Molybdenum (Mo)‐isotope chemostratigraphy of organic‐rich mudrocks has been a valuable tool for testing the hypothesis that the Toarcian Oceanic Anoxic Event (T‐OAE, Early Jurassic, ~183 Ma) was characterized by the spread of marine euxinia (and organic matter burial) at a global scale. However, the interpretation of existing Mo‐isotope data for the T‐OAE (from Yorkshire, Cleveland Basin, U.K.) is equivocal. In this study, three new Mo‐isotope profiles are presented: from Dotternhausen Quarry (South German Basin, Germany), the Rijswijk core (West Netherlands Basin, Netherlands), and the Dogna core (Belluno Basin, northern Italy).
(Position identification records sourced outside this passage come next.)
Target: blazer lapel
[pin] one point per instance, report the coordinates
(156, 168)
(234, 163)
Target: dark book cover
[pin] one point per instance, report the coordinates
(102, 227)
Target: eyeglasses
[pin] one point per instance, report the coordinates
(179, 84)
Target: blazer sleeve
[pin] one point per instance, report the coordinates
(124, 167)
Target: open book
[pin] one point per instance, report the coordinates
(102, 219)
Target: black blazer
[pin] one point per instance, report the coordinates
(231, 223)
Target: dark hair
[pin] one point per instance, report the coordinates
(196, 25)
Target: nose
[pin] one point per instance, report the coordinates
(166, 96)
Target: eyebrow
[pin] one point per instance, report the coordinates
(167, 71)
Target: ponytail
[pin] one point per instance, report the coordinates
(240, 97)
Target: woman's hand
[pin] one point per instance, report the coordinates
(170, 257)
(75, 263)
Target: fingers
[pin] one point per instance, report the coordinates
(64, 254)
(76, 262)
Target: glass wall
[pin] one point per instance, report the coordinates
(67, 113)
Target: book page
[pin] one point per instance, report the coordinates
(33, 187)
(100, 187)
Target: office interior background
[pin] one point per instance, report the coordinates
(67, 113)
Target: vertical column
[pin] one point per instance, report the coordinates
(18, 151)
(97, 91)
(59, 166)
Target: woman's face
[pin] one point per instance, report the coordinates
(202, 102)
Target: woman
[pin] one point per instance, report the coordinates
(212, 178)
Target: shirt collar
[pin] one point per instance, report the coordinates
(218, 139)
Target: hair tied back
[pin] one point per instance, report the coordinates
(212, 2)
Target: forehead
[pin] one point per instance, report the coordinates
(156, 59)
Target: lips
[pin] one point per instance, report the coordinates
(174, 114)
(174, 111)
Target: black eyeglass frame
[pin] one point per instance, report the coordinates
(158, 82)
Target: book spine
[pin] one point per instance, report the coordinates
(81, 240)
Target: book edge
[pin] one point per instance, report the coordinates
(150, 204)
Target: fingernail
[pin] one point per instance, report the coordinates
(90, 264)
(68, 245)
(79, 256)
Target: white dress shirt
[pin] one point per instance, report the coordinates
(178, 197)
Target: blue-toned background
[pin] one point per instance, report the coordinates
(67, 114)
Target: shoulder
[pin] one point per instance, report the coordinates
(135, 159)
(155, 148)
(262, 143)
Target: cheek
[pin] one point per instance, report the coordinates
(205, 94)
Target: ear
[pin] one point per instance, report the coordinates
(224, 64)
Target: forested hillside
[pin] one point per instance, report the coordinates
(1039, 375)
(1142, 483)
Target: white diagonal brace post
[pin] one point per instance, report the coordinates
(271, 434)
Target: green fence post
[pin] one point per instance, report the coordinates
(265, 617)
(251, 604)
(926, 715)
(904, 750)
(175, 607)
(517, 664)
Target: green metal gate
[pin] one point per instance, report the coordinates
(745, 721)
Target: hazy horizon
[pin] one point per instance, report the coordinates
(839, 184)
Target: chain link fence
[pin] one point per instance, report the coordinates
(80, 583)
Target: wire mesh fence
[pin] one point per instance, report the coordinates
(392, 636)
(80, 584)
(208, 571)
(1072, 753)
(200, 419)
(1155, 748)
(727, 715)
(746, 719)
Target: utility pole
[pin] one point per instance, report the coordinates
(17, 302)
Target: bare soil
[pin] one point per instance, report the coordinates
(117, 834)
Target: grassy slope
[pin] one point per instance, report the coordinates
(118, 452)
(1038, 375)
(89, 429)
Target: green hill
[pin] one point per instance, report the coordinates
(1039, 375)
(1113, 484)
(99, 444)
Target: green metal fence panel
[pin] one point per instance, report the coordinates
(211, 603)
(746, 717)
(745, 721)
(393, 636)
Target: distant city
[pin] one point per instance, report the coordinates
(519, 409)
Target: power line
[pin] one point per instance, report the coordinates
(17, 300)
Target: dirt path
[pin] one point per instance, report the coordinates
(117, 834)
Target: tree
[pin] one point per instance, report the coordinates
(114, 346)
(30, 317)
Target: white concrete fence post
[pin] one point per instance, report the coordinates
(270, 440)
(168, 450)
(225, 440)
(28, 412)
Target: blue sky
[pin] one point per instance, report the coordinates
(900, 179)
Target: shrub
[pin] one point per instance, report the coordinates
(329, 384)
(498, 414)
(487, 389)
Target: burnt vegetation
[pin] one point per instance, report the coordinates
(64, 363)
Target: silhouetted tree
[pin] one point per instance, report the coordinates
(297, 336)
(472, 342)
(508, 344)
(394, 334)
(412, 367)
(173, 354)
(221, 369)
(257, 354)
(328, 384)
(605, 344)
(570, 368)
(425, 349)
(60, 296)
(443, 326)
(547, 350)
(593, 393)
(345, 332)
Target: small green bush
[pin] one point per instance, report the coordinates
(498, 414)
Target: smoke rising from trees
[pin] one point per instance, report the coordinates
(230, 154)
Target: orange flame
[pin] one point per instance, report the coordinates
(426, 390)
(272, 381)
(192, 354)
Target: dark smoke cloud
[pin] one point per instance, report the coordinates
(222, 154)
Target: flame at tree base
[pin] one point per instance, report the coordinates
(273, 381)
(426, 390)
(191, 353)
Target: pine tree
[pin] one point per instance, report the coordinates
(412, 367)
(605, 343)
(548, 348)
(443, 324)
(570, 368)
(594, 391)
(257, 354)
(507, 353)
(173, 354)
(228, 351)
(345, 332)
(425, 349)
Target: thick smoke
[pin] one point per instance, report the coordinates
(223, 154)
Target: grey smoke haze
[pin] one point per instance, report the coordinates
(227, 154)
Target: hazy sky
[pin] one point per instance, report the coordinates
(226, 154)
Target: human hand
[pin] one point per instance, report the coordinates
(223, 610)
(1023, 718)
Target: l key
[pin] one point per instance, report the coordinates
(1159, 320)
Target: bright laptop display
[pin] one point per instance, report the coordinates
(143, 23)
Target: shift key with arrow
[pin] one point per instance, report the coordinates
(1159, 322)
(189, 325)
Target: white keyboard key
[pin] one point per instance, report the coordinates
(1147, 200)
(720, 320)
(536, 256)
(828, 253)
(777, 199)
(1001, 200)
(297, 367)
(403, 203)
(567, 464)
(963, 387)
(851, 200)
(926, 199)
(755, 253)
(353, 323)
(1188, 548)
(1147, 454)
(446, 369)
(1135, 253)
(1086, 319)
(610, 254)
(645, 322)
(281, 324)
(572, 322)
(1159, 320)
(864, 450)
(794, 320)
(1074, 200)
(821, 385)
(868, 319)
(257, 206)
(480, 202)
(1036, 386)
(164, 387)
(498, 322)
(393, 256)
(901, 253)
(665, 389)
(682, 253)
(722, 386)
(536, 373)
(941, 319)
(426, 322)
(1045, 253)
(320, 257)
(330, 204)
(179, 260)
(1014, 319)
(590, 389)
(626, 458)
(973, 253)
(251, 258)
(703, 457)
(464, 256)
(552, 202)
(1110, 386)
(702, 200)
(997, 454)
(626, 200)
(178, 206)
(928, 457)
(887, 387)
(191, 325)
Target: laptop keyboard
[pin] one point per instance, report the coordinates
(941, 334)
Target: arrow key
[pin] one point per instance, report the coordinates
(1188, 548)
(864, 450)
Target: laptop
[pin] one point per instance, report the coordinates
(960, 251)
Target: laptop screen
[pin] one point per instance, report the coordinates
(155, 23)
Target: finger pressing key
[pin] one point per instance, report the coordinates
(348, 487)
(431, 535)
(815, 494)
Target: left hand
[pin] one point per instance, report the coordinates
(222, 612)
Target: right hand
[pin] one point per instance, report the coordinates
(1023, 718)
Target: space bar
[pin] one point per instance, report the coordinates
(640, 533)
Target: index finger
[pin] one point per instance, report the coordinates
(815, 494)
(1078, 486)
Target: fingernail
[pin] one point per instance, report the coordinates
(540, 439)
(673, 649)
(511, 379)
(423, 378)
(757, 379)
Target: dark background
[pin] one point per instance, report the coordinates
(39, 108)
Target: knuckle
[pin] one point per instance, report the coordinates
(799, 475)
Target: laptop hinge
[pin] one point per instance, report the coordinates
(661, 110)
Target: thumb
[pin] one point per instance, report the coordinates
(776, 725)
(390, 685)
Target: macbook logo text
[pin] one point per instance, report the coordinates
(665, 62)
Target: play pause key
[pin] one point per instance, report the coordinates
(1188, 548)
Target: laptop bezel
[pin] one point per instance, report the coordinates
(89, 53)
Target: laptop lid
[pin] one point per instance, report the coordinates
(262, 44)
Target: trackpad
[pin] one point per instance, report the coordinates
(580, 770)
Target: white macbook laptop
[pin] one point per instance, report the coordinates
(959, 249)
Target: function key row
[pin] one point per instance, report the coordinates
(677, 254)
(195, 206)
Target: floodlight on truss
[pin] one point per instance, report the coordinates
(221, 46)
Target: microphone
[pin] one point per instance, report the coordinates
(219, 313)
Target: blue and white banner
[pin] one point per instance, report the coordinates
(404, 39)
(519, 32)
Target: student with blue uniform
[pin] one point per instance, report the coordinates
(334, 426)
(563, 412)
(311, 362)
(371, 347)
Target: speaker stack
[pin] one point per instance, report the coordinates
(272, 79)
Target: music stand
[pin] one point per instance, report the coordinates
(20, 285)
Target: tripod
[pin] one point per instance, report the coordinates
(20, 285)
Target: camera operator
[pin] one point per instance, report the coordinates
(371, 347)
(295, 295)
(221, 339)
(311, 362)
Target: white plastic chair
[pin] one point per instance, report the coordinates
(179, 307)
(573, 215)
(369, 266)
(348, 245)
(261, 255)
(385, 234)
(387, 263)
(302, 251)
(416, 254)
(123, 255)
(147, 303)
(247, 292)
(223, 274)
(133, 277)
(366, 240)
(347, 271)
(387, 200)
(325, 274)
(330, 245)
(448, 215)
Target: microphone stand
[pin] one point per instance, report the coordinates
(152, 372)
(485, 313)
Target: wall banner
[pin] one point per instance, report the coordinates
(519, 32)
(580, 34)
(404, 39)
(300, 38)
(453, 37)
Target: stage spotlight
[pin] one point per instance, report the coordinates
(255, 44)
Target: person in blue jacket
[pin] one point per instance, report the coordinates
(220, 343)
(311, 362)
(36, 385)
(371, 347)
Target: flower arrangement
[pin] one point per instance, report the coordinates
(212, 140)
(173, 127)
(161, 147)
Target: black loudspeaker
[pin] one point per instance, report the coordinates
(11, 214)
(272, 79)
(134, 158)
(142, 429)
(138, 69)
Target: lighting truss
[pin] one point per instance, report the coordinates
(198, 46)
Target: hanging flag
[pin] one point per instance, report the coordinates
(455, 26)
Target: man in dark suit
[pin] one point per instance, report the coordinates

Precise biostratigraphic and chemostratigraphic correlation between the three sites allows a direct comparison of the data, enabling some key conclusions to be reached: (i) The Mo‐isotope composition of seawater during the peak of the T‐OAE was probably close to ~1.45‰, implicating a greater removal flux of sulphides from seawater, and a larger extent of global seafloor euxinia compared to the present day; (ii) Mo‐isotope cycles previously identified in the Yorkshire sedimentary succession are attributed to changes in the degree of local Mo drawdown from overlying Cleveland Basin seawater; (iii) The consistency of the new multisite Mo‐isotope data set indicates a secular reduction in the burial of Mo globally in the late stages of the T‐OAE, implying a contraction in the extent of global marine euxinia; (iv) Subtle differences in the Mo‐isotope composition of deposits formed in different euxinic subbasins of the European epicontinental shelf were probably governed by local variations in basin hydrography and rates of water renewal.